Resumen leído por el Santo Padre en español
Queridos hermanos y hermanas:
Reflexionamos hoy sobre algunas de las dificultades más comunes que pueden
surgir en la vida de oración. La persona que reza experimenta con frecuencia
la presencia de ciertos obstáculos y ciertas tentaciones que impiden el
encuentro con el Señor, y que tiene que identificar y combatir con humildad
y perseverancia. El Catecismo de la Iglesia Católica menciona, por ejemplo,
la distracción, la sequedad y la acedia.
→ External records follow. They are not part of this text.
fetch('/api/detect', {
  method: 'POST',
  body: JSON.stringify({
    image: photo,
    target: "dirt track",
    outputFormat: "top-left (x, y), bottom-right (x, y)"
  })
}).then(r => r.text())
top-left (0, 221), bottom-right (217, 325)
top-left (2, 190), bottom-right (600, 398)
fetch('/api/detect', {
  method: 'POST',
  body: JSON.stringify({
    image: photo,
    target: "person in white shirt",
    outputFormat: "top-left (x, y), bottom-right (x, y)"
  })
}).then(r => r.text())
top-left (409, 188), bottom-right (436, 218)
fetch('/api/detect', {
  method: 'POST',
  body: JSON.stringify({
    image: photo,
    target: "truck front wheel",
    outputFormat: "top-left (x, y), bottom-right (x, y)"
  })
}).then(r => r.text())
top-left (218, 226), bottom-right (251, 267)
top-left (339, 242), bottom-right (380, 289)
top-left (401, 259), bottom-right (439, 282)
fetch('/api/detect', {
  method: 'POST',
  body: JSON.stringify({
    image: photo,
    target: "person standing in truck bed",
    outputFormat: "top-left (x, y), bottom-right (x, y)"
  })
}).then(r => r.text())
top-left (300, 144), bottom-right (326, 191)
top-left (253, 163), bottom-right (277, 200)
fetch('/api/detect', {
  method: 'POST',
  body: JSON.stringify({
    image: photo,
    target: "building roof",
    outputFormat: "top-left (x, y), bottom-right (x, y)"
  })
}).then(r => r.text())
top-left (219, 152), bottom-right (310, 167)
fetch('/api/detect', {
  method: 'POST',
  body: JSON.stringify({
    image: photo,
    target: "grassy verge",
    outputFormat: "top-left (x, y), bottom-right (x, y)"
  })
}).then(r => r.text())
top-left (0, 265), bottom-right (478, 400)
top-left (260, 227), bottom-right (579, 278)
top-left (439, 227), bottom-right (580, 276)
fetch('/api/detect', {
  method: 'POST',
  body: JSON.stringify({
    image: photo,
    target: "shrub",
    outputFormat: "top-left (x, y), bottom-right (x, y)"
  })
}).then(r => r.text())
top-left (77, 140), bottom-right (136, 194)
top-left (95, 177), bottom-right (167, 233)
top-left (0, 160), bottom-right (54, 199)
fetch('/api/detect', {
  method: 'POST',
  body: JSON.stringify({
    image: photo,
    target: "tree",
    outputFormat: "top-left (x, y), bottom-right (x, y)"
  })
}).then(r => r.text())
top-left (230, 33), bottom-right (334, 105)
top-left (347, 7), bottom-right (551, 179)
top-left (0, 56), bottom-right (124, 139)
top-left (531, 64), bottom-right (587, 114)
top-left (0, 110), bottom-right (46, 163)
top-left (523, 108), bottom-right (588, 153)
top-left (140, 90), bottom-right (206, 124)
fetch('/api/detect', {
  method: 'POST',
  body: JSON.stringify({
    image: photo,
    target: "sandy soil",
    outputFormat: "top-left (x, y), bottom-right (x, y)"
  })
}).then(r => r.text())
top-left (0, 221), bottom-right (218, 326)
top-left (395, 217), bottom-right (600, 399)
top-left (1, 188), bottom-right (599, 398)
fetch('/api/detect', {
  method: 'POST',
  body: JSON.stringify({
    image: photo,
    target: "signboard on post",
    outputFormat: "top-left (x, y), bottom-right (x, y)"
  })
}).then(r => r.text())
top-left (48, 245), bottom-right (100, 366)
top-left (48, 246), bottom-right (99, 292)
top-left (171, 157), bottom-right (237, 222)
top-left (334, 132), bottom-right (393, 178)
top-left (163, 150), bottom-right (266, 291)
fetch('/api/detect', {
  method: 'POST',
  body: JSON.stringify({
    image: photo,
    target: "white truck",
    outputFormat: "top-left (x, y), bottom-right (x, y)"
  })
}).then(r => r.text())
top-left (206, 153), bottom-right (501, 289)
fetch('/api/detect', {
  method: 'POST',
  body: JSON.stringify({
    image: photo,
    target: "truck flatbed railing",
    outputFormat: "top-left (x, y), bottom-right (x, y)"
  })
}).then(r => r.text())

Hay otros más, pero menciona estos
tres.
El primer problema que se presenta en la oración son las distracciones. En
efecto, todos experimentamos —no sólo en la oración, sino en cualquier
actividad que realicemos—, que no es fácil concentrarse y estar atentos.
Pero en el patrimonio de nuestra fe hay una virtud que puede ayudarnos: la
vigilancia. En la oración, cuando caemos en la cuenta de nuestras
distracciones, lo que nos ayuda a combatirlas es ofrecer con humildad el
corazón al Señor para que lo purifique y lo vuelva a centrar en Él.
Otra dificultad es la sequedad, que puede depender de nosotros mismos o
también de Dios, que permite ciertas situaciones exteriores o interiores. Es
el tiempo de la desolación y de la fe más pura, porque se mantiene firme
junto a Jesús. Por último, otra de las dificultades de la oración es la
acedia, que está provocada por la pereza, el relajamiento de la ascesis, la
falta de vigilancia y la negligencia del corazón. Ante todas estas
dificultades no tenemos que desanimarnos, sino seguir rezando con humildad y
confianza.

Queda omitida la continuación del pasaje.